For the using requirement Clearly shown for everyone to use : +1

Himanshu Patel Over a year ago

For those who are getting http 403 error, add client.Headers.Add("user-agent", "Fiddler"); Replace Fiddler with any text you want.

Toni · Accepted Answer · 2021-04-20 06:19:23Z

120

Getting HTML code from a website. You can use code like this:

string urlAddress = "http://google.com";

HttpWebRequest request = (HttpWebRequest)WebRequest.Create(urlAddress);
HttpWebResponse response = (HttpWebResponse)request.GetResponse();

if (response.StatusCode == HttpStatusCode.OK)
{
    Stream receiveStream = response.GetResponseStream();
    StreamReader readStream = null;
    if (String.IsNullOrWhiteSpace(response.CharacterSet))
        readStream = new StreamReader(receiveStream);
    else
        readStream = new StreamReader(receiveStream,
            Encoding.GetEncoding(response.CharacterSet));
    string data = readStream.ReadToEnd();
    response.Close();
    readStream.Close();
}

This will give you the returned HTML from the website. But find text via LINQ is not that easy. Perhaps it is better to use regular expression but that does not play well with HTML.

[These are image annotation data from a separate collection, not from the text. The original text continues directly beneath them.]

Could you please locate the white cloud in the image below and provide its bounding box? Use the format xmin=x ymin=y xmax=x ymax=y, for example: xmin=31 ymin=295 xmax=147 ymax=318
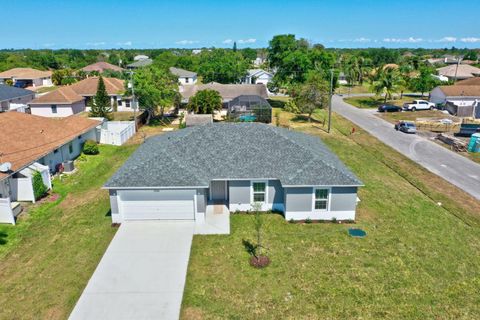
xmin=238 ymin=38 xmax=257 ymax=44
xmin=435 ymin=37 xmax=457 ymax=42
xmin=353 ymin=37 xmax=372 ymax=43
xmin=383 ymin=37 xmax=423 ymax=43
xmin=117 ymin=41 xmax=132 ymax=47
xmin=175 ymin=40 xmax=200 ymax=46
xmin=86 ymin=41 xmax=107 ymax=47
xmin=460 ymin=37 xmax=480 ymax=43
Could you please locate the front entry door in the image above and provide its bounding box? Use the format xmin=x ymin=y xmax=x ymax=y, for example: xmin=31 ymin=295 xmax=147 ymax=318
xmin=210 ymin=181 xmax=227 ymax=201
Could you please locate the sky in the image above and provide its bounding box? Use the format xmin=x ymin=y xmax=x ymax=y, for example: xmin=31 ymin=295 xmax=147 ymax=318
xmin=0 ymin=0 xmax=480 ymax=49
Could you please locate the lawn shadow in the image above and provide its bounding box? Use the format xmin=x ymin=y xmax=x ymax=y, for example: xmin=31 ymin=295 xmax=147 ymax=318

edited Apr 20, 2021 at 6:19

Toni

1,6935 gold badges21 silver badges28 bronze badges

answered May 20, 2013 at 3:47

SyntaxError

1,7522 gold badges13 silver badges21 bronze badges

3 Comments

Lightning3 Over a year ago

The Idea of using regex for html or XML is VERY bad coding practice... Going in Your Way - we should use goto keyword everywhere...

Mathieu VIALES Over a year ago

Actually, using regex to search a precise thing within HTML code can be a very decent solution. Atempting to build a HTML parser/interpretor based on regex, on the other hand, would be pure madness. It all depends on the context and the actual task that needs to be performed, but saying that "regex never plays well with HTML" simply isn't a global, unalinable truth. stackoverflow.com/a/1733489/6838730

Sam Hobbs Over a year ago

@MathieuVIALES programmers can get in a trap where they think something is simple and then it becomes complicated but they have too much investment in their first choice.

David Klempfner · Accepted Answer · 2019-01-13 05:57:21Z

41

Best thing to use is HTMLAgilityPack. You can also look into using Fizzler or CSQuery depending on your needs for selecting the elements from the retrieved page. Using LINQ or Regukar Expressions is just to error prone, especially when the HTML can be malformed, missing closing tags, have nested child elements etc.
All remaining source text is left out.